Answer: No it does not! The hill is too steep and the mail coach doesn’t go down into Lyme!
And here’s the funny story – I wanted my characters to have to get off The Comet in the middle of nowhere, perhaps at the top of some bleak and rainy hill so they’d have to struggle the last mile or so into Lyme, and arrive looking muddy and disreputable. As chance would have it, the hill above Lyme is so steep that not even the mail coaches will descend into the village. There are coaches that follow the lower terrain along the seaside, but no mail coaches, and no passenger coaches go down that hill into Lyme. (Think of the coaches that do go into Lyme along the coastal road as local hop-and-skip transports that hold about 1/3 of a regular bus’s capacity and I don’t think you’d be far wrong.) So what I wanted to have happen actually turned out to have a valid, historical reason! Isn’t serendipity wonderful?
Question: What is the name of the hill that provides such a terrible barrier to mail and passenger coaches descending into Lyme?

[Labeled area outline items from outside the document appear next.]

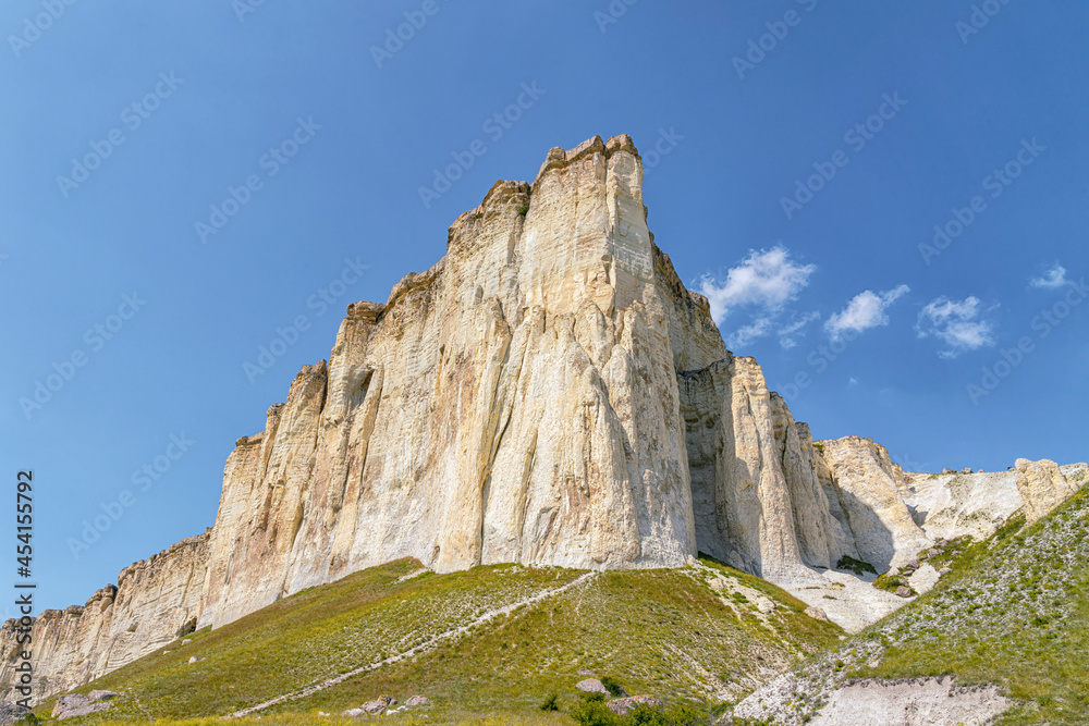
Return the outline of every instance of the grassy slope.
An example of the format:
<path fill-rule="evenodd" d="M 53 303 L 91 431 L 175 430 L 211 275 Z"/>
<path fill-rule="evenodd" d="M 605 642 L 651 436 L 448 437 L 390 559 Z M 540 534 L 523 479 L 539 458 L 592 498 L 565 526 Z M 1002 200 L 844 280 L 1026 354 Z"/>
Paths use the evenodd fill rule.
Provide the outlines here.
<path fill-rule="evenodd" d="M 119 691 L 111 719 L 223 715 L 403 652 L 580 575 L 500 565 L 399 581 L 417 568 L 401 561 L 311 588 L 77 691 Z M 726 583 L 721 593 L 709 586 L 715 579 Z M 778 604 L 768 616 L 756 607 L 761 595 Z M 680 570 L 601 573 L 412 660 L 273 706 L 266 721 L 285 712 L 339 713 L 380 693 L 401 701 L 423 693 L 436 703 L 428 723 L 487 715 L 563 723 L 537 704 L 558 692 L 566 711 L 580 669 L 612 675 L 632 693 L 717 702 L 835 640 L 839 628 L 806 617 L 804 608 L 774 586 L 710 561 Z M 189 665 L 191 656 L 206 660 Z"/>
<path fill-rule="evenodd" d="M 886 645 L 881 678 L 956 674 L 1021 703 L 1001 723 L 1085 724 L 1089 714 L 1089 489 L 962 556 L 938 589 L 864 637 Z"/>
<path fill-rule="evenodd" d="M 806 723 L 848 679 L 946 675 L 1014 699 L 1000 724 L 1089 723 L 1089 487 L 944 564 L 931 592 L 763 692 L 771 711 L 758 723 Z"/>

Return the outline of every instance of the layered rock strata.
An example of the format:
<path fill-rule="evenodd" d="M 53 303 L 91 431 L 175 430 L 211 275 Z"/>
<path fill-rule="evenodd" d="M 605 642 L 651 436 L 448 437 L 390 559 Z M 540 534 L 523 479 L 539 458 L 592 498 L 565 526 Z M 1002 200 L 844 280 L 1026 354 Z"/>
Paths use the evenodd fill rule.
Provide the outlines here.
<path fill-rule="evenodd" d="M 47 610 L 34 618 L 30 645 L 34 693 L 44 699 L 147 655 L 196 624 L 208 562 L 208 533 L 172 544 L 130 565 L 118 585 L 97 591 L 82 607 Z M 0 696 L 15 700 L 21 626 L 0 630 Z"/>
<path fill-rule="evenodd" d="M 348 306 L 328 364 L 237 440 L 206 534 L 35 620 L 38 696 L 400 557 L 706 552 L 795 588 L 845 556 L 888 568 L 930 542 L 909 478 L 872 441 L 815 444 L 726 349 L 654 245 L 632 139 L 595 137 L 549 151 L 531 185 L 495 183 L 384 304 Z"/>

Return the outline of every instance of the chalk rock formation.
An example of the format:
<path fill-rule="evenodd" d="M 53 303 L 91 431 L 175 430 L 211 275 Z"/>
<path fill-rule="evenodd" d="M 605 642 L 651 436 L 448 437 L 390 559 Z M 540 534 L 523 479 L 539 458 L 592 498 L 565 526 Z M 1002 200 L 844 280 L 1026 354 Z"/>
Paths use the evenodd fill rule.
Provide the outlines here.
<path fill-rule="evenodd" d="M 839 495 L 858 558 L 885 571 L 907 563 L 931 541 L 904 503 L 907 482 L 884 446 L 846 436 L 822 441 L 831 487 Z"/>
<path fill-rule="evenodd" d="M 97 678 L 172 641 L 199 612 L 207 532 L 134 563 L 79 607 L 47 610 L 30 627 L 36 698 Z M 11 619 L 0 630 L 10 654 L 20 633 Z M 17 662 L 0 660 L 0 697 L 12 699 Z"/>
<path fill-rule="evenodd" d="M 1025 501 L 1027 524 L 1031 525 L 1045 516 L 1077 491 L 1077 487 L 1067 481 L 1059 465 L 1051 459 L 1017 459 L 1014 467 L 1017 469 L 1017 491 Z"/>
<path fill-rule="evenodd" d="M 1013 471 L 904 476 L 904 503 L 931 540 L 964 534 L 984 540 L 1025 504 Z"/>
<path fill-rule="evenodd" d="M 441 260 L 348 306 L 329 361 L 237 440 L 215 527 L 34 620 L 36 697 L 400 557 L 449 571 L 706 552 L 804 596 L 845 555 L 880 569 L 929 545 L 911 495 L 883 447 L 815 444 L 726 349 L 654 245 L 632 139 L 595 137 L 550 150 L 531 185 L 497 182 Z M 9 698 L 13 676 L 0 661 Z"/>

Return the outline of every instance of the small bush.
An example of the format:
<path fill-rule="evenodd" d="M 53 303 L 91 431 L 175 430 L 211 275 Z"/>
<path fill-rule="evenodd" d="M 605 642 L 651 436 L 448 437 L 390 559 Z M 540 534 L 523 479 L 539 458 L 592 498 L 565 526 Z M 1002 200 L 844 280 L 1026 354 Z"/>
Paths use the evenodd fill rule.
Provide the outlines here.
<path fill-rule="evenodd" d="M 612 676 L 602 676 L 601 685 L 605 687 L 605 690 L 609 691 L 609 694 L 613 698 L 627 694 L 624 687 L 620 685 L 620 681 Z"/>
<path fill-rule="evenodd" d="M 571 717 L 580 726 L 624 726 L 625 719 L 605 705 L 604 693 L 587 693 L 583 702 L 571 710 Z"/>
<path fill-rule="evenodd" d="M 872 573 L 877 575 L 878 571 L 873 569 L 873 565 L 868 562 L 862 562 L 861 559 L 855 559 L 848 555 L 843 555 L 840 557 L 840 562 L 835 563 L 836 569 L 846 569 L 855 575 L 861 577 L 865 573 Z"/>

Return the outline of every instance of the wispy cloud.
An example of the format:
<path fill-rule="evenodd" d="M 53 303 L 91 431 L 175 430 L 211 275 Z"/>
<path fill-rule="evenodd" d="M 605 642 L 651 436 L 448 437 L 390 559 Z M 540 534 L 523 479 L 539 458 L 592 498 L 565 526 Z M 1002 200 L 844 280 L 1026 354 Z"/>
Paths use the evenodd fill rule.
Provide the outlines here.
<path fill-rule="evenodd" d="M 726 271 L 724 282 L 705 274 L 699 281 L 701 292 L 711 303 L 711 317 L 719 324 L 736 308 L 758 307 L 778 311 L 796 299 L 809 284 L 815 264 L 797 264 L 782 246 L 749 250 L 748 257 Z"/>
<path fill-rule="evenodd" d="M 885 310 L 910 291 L 907 285 L 898 285 L 883 293 L 864 291 L 855 295 L 841 312 L 829 318 L 824 330 L 833 340 L 839 340 L 848 331 L 861 333 L 870 328 L 888 325 L 889 316 Z"/>
<path fill-rule="evenodd" d="M 1055 262 L 1044 271 L 1042 276 L 1032 278 L 1028 281 L 1028 284 L 1033 287 L 1042 287 L 1043 290 L 1054 290 L 1055 287 L 1067 285 L 1069 282 L 1066 279 L 1066 268 Z"/>
<path fill-rule="evenodd" d="M 813 320 L 820 320 L 820 312 L 812 310 L 802 317 L 795 316 L 794 321 L 779 329 L 779 344 L 783 349 L 793 348 L 798 344 L 797 339 L 805 335 L 805 328 Z"/>
<path fill-rule="evenodd" d="M 966 350 L 975 350 L 984 345 L 994 345 L 991 333 L 994 325 L 980 320 L 980 303 L 977 297 L 951 300 L 935 297 L 919 312 L 915 330 L 919 337 L 934 336 L 949 346 L 939 350 L 942 358 L 955 358 Z"/>
<path fill-rule="evenodd" d="M 731 347 L 743 347 L 774 334 L 779 336 L 780 344 L 788 348 L 796 344 L 795 339 L 799 334 L 804 334 L 805 325 L 819 317 L 813 312 L 802 318 L 794 316 L 785 324 L 780 321 L 786 305 L 797 299 L 816 270 L 815 264 L 795 262 L 790 250 L 776 245 L 771 249 L 749 250 L 748 257 L 726 271 L 722 282 L 705 274 L 699 280 L 699 291 L 711 304 L 711 317 L 719 325 L 737 310 L 751 313 L 748 323 L 726 335 Z"/>

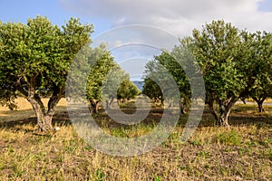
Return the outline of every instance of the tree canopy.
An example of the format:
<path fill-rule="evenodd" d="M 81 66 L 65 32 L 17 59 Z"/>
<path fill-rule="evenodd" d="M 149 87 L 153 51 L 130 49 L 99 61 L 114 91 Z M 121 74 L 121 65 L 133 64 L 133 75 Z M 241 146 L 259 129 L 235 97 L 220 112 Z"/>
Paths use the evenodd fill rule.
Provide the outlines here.
<path fill-rule="evenodd" d="M 15 106 L 23 95 L 34 107 L 38 129 L 52 129 L 54 109 L 64 96 L 66 76 L 78 51 L 91 43 L 92 25 L 71 18 L 62 28 L 46 17 L 30 18 L 26 24 L 0 24 L 0 99 Z M 49 99 L 47 110 L 41 100 Z"/>

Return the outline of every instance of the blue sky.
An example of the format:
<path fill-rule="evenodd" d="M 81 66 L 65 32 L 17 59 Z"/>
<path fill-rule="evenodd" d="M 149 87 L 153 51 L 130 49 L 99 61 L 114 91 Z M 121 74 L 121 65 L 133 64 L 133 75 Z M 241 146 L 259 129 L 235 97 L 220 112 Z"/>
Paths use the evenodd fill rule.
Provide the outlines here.
<path fill-rule="evenodd" d="M 71 17 L 78 17 L 83 24 L 93 24 L 95 33 L 108 30 L 111 23 L 105 18 L 90 18 L 65 9 L 57 0 L 0 0 L 0 20 L 2 22 L 26 23 L 36 15 L 47 16 L 53 24 L 61 25 Z"/>
<path fill-rule="evenodd" d="M 252 32 L 272 32 L 272 0 L 0 0 L 0 21 L 4 23 L 26 23 L 28 18 L 37 14 L 47 16 L 58 25 L 72 16 L 79 17 L 83 24 L 93 24 L 95 33 L 92 37 L 111 28 L 128 24 L 152 25 L 176 37 L 183 37 L 190 35 L 193 28 L 200 29 L 205 23 L 217 19 L 224 19 Z M 155 39 L 161 43 L 167 41 L 160 31 L 151 33 L 148 28 L 144 31 L 141 30 L 141 37 L 137 36 L 137 40 L 130 38 L 132 33 L 129 32 L 117 33 L 117 37 L 113 34 L 111 41 L 115 42 L 111 43 L 145 43 L 151 35 L 157 35 Z M 119 62 L 124 61 L 123 57 L 131 60 L 130 63 L 124 63 L 127 67 L 131 65 L 126 71 L 137 74 L 135 70 L 139 69 L 138 74 L 141 74 L 142 60 L 150 60 L 154 53 L 153 50 L 150 52 L 146 50 L 141 48 L 138 49 L 140 52 L 135 52 L 135 49 L 131 48 L 130 52 L 125 47 L 114 50 L 112 54 Z M 139 57 L 138 62 L 135 57 Z M 136 62 L 141 62 L 141 65 L 136 66 Z"/>

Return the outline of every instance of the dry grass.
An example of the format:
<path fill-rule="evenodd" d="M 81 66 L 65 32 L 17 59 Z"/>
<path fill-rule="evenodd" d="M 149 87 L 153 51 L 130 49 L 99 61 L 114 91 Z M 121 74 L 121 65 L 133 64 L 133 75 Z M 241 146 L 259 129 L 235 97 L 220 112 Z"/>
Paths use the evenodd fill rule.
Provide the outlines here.
<path fill-rule="evenodd" d="M 61 129 L 51 135 L 34 135 L 34 119 L 17 118 L 0 128 L 0 180 L 271 180 L 272 114 L 253 114 L 254 109 L 237 106 L 229 129 L 211 126 L 205 112 L 200 127 L 183 144 L 182 117 L 162 145 L 131 157 L 108 156 L 88 146 L 69 124 L 63 107 L 54 119 Z M 30 110 L 17 112 L 27 116 Z M 150 115 L 151 119 L 159 118 L 160 110 Z M 111 122 L 102 113 L 96 119 Z M 105 127 L 114 128 L 118 136 L 121 131 L 135 134 L 118 129 L 112 121 L 109 125 Z M 149 130 L 138 129 L 137 135 Z"/>

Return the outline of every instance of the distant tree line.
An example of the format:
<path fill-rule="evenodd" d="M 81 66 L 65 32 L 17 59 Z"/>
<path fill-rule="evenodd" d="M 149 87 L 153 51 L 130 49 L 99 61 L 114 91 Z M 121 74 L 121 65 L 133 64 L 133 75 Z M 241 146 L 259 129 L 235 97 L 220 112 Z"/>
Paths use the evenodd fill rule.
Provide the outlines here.
<path fill-rule="evenodd" d="M 142 92 L 163 104 L 163 92 L 150 77 L 162 65 L 179 87 L 180 113 L 191 101 L 189 81 L 178 62 L 186 64 L 187 52 L 200 67 L 206 87 L 206 103 L 219 126 L 228 126 L 228 116 L 239 100 L 252 98 L 263 111 L 264 100 L 272 96 L 272 33 L 239 30 L 223 20 L 194 29 L 170 52 L 162 52 L 146 65 Z M 177 57 L 181 57 L 177 60 Z M 182 58 L 183 57 L 183 58 Z M 158 73 L 159 74 L 159 73 Z"/>
<path fill-rule="evenodd" d="M 105 46 L 90 47 L 92 33 L 92 24 L 82 24 L 76 18 L 71 18 L 62 27 L 42 16 L 30 18 L 27 24 L 0 22 L 0 103 L 13 109 L 16 106 L 15 98 L 24 97 L 36 113 L 38 130 L 51 130 L 57 103 L 65 95 L 73 60 L 79 51 L 86 51 L 88 56 L 81 57 L 86 61 L 82 66 L 92 65 L 92 69 L 84 90 L 92 111 L 96 112 L 103 80 L 118 65 Z M 139 91 L 128 93 L 136 86 L 131 85 L 124 71 L 121 74 L 124 79 L 118 98 L 131 99 Z M 44 96 L 49 98 L 47 106 L 42 101 Z"/>

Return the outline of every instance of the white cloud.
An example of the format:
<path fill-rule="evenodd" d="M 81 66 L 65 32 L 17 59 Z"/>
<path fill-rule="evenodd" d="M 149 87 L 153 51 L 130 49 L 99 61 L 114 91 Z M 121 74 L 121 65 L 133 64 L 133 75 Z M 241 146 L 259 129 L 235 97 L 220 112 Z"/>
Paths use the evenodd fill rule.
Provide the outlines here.
<path fill-rule="evenodd" d="M 194 28 L 201 29 L 206 23 L 224 19 L 240 29 L 272 32 L 272 5 L 270 11 L 261 11 L 259 5 L 265 0 L 59 0 L 67 8 L 90 19 L 98 18 L 111 22 L 112 27 L 128 24 L 147 24 L 166 30 L 175 36 L 191 34 Z M 267 0 L 270 1 L 270 0 Z M 266 5 L 267 2 L 265 2 Z M 175 36 L 173 36 L 175 38 Z M 152 28 L 130 27 L 102 34 L 101 42 L 107 42 L 110 48 L 121 43 L 149 43 L 170 47 L 176 40 Z M 117 62 L 131 60 L 123 68 L 131 74 L 144 71 L 142 60 L 159 54 L 158 49 L 146 46 L 125 46 L 112 50 Z M 159 51 L 160 52 L 160 51 Z M 134 59 L 133 59 L 134 57 Z M 135 58 L 136 57 L 136 58 Z M 131 58 L 131 59 L 130 59 Z M 134 60 L 134 61 L 131 61 Z M 137 64 L 138 63 L 138 64 Z M 137 72 L 135 71 L 137 71 Z"/>
<path fill-rule="evenodd" d="M 149 24 L 178 36 L 216 19 L 249 31 L 272 30 L 272 13 L 260 12 L 264 0 L 60 0 L 66 7 L 90 17 L 105 18 L 112 26 Z M 272 11 L 272 7 L 271 7 Z"/>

Answer: I don’t know! Each map I’ve looked at gives the hill a different name! I’ve found “
Preston” and “Rhode Hill” and “Penn Hill” and “Colvey
Hill” and “Quarr Hill.” I’m about to give in and contact the local historic for
the area, who is surely waiting with baited breath for my minuscule inquiry for
the name of the hill that might only be mentioned once or twice in and among
Question: What type of fish was caught and salted in Lyme? Was it cod?
Answer: No, it was mackerel!
Question: What does mackerel look like?
Answer: I don’t know! Let’s google that Right Now!
So by the time I get to actually writing the sequel to Fagin’s Boy, I will be chockablock with everything I need to know about the local fishing industry in Lyme Regis in the year 1846. And why? Because the sequel (the working title of which is “Oliver and Jack”) is going to take place there. Oliver, the dear boy, will be gutting and packing fish to pay for his and Jack’s keep. As for Jack, he will be lollygagging and mocking Oliver every step of the way.
I thank Christina for her lovely words!